In the area where Glan-Münchweiler today lies, two long-distance roads crossed each other even as far back as Roman times. The building of the railway line between Landstuhl and Kusel in 1868 and of the one between Glan-Münchweiler and Homburg contributed considerably to improvements in transport links. Meeting here are Bundesstraße 423 from Homburg to Altenglan and two highways to Miesau and Landstuhl. The connection to the Autobahn A 62 (Kaiserslautern–Trier) right near the village in 1970 was a further upgrade towards being a transport hub. Nevertheless, the Autobahn and other highways, the railway and the river Glan have served as dividers and limits, greatly thwarting the village’s expansion, but there is now, given the favourable location with regard to transport and the high quality of living, a long and growing demand for building land.

==Famous people==

===Sons and daughters of the town===
- Johann Christian Boerstler (b. 1752 in Glan-Münchweiler; d. about 1820 in Maryland)
Boerstler was one of the best known personalities from the families Kiefer and Boerstler, who were related by marriage, and who for almost 200 years worked as teachers in the “Münchweiler Tal”. Besides his profession, Boerstler busied himself with naturopathy. He was freedom-loving and criticized exploitation by the authorities. In 1784, he emigrated to the United States and there successfully worked as “Dr. Boersteler”. Parts of his journals have been published.

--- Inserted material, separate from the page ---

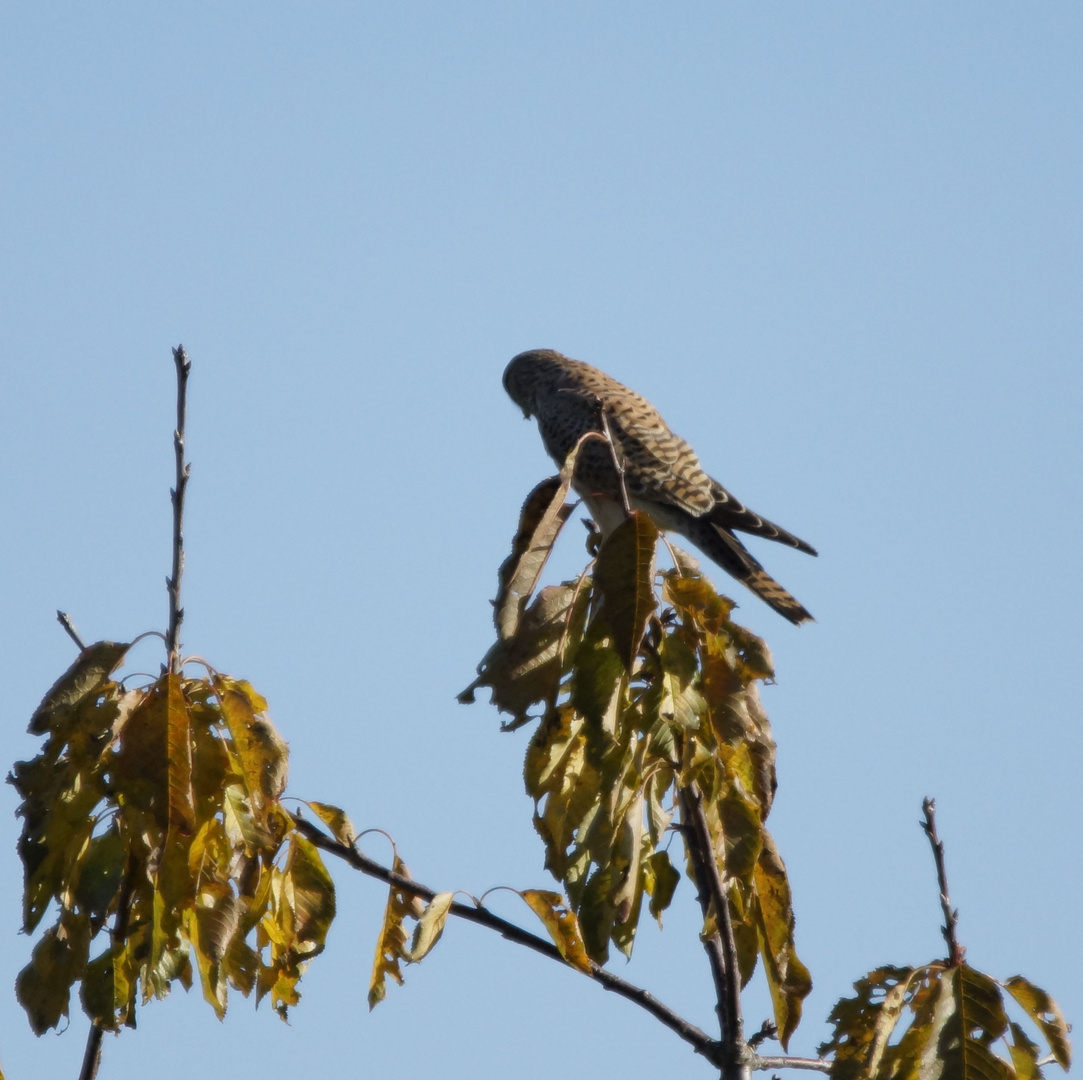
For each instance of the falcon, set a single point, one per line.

- Armin Reichel (b. 31 January 1958 in Glan-Münchweiler)
A footballer.

- Johann Ludwig Daniel Weber (b. 1775 in Glan-Münchweiler; d. 20 August 1854 in Glan-Münchweiler)
Weber was a mill owner and the mayor of Glan-Münchweiler. During the French Revolutionary troops’ occupation, the Bannmühle (mill) was transferred into his ownership. He furthered trade and the ideas of freedom in Glan-Münchweiler. The number of businesses rose sharply. Successors of the Weber clan from Glan-Münchweiler are today the owners of the Karlsberg brewery in Homburg (branded as Karlsbräu outside Germany to avoid confusion with the Danish brewer Carlsberg).

===Famous people associated with the municipality===
- Otto Feick (b. 1880 in Reichweiler; d. 1959 in Schönau an der Brend)
Feick was the inventor of the Rhönrad and grew up in Glan-Münchweiler. Owing to his passive resistance to the Occupation of the Rhineland, the French removed him from the Palatinate. Up to 1925, he was developing the said gymnastic device, which he called the “Rhönrad” after his new home, the Rhön Mountains (Rad means “wheel”). By exhibiting it at the 1936 Summer Olympics, Feick made the Rhönrad world-famous. Wheel gymnastics is a sport now pursued in many countries. In Feick’s honour, the municipality has placed a Rhönrad as a monument in the middle of the roundabout on Bundesstraße 423 in the outlying centre of Bettenhausen.

- Paul Nägle (b. 1907 in Wiesbaden; d. 1967 in Glan-Münchweiler)
Nägle worked as a pastor in Münsterappel and from 1950 to 1967 in Glan-Münchweiler. In many presentations, a comprehensive two-volume parish history and many publications he concerned himself intensively with both ecclesiastical and local history.

- Axel A. Weber (b. 1957 in Kusel)
Weber is the former President of Deutsche Bundesbank; he spent most of his youth in Glan-Münchweiler. His parents still live there.